A bar graph from the report shows all non-real estate farm loans came to about $85 billion in the first quarter of 2013, $105 billion in the first quarter of 2014 and $115 billion in the first quarter of 2015.

Also, USDA projected plantings showed soybean acreage could rise to record levels this year. Corn acres are expected to decline for the third straight year, but the crop is still projected to be the third largest in U.S. records.

"As in 2014, large corn and soybean harvests could keep crop prices comparatively low, which would further weaken cash receipts for fall crops," the report stated. "This year, input costs were expected to decline less than crop cash receipts, which could put additional downward pressure on farm income and further increase the need for financing to cover expenses."

Lending for feeder livestock increased more than 20 percent as producers rebuild their herds following several years of herd liquidation, the report says.
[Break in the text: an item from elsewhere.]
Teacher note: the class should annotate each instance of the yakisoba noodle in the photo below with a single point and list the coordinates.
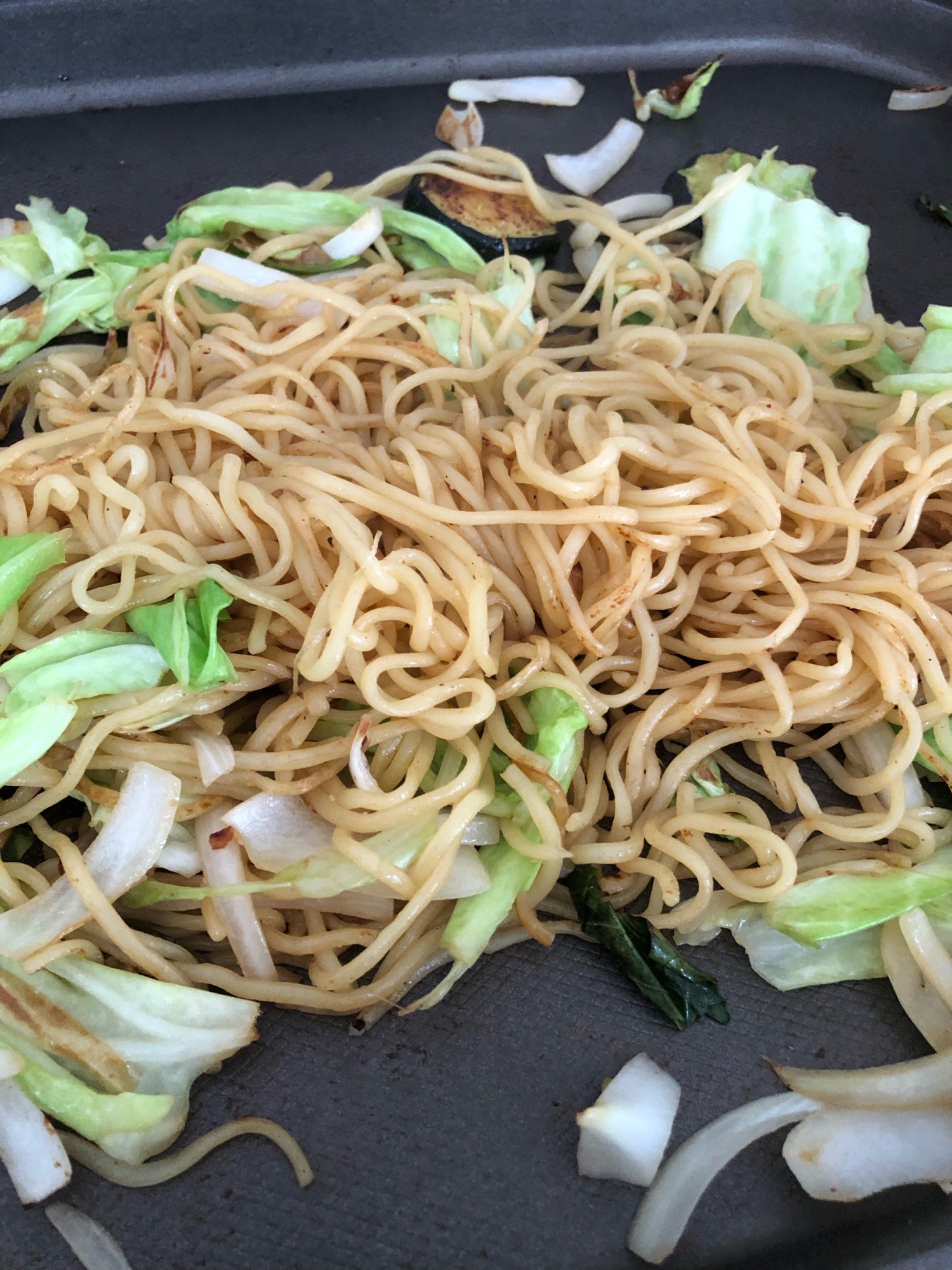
(699, 537)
Historically high feeder cattle prices continued to sustain livestock loan volumes, but this could change as feeder cattle prices are now beginning to soften.

Regarding the hog sector, hog prices have dropped in the last two quarters because of an increase in the size of the herd, which took place after porcine epidemic diarrhea (PED) virus decimated the herd in the first half of 2014. The price for hogs went from a little under $90 per cwt. in the first quarter of 2014 to around $55 in the first quarter of 2015, the report said.

The report concluded strong profits in recent years have helped farmers deal with falling profits today; however, it stated if the trend in falling farm incomes continues, agricultural credit conditions could weaken.